1
votes

I'm learning Elixir and came across such situation:
I have an Ecto schema and I want to make a function like "get_by" that takes a column name and it's value as an arguments like this: get_by(:id, 7) So the working version of the function would be like this:

def get_by(column, value) do
  Repo.all(
    from(
      r in __MODULE__,
      where: field(r, ^column) == ^value,
    )
  )
end

I know this is fully functional but I was wondering how the field macro works.
The original code is too hard to read for me. I was trying to play with AST in macro, but nothing seems to work. The best I had was this:

defmacro magic(var, {:^, _, [{column, _, _}]}) do
  dot = {:., [], [var, column]}
  {dot, [], []}
end

But this returns r.column instead of the atom bound to column variable.
How the macro should be written to return r.id?

1
If you look at the source code for Ecto.Query.API.field/2, it's just a placeholder: github.com/elixir-ecto/ecto/blob/v3.2.5/lib/ecto/query/… The query macro looks for calls to it and treats them as desired.Brett Beatty

1 Answers

1
votes

If you check the source code for Ecto.Query.API.field/2, you’ll see that the explicit call to this function (it’s not a macro btw) raises.

That is because it makes sense only inside Ecto.Query.from/2 macro.

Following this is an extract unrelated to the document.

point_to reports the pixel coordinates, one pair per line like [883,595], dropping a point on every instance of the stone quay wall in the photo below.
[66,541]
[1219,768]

What you want is still possible to some extent; not with a dot notation (AFAICT, but with an Access)

defmodule M do
  defmacro magic(a1, {:^, _, [a2]}) do
    quote do: unquote(a1)[unquote(a2)]
  end
end
import M
{r, column} = {%{id: 42}, :id}
magic(r, ^column)
#⇒ 42

I was unable to get quote do: unquote(a1).unquote(a2) work without absolutely nasty tricks like inplace eval.

To better understand macros, you probably should clarify for yourself what AST is available where.


I highly recommend Metaprogramming Elixir by Chris McCord.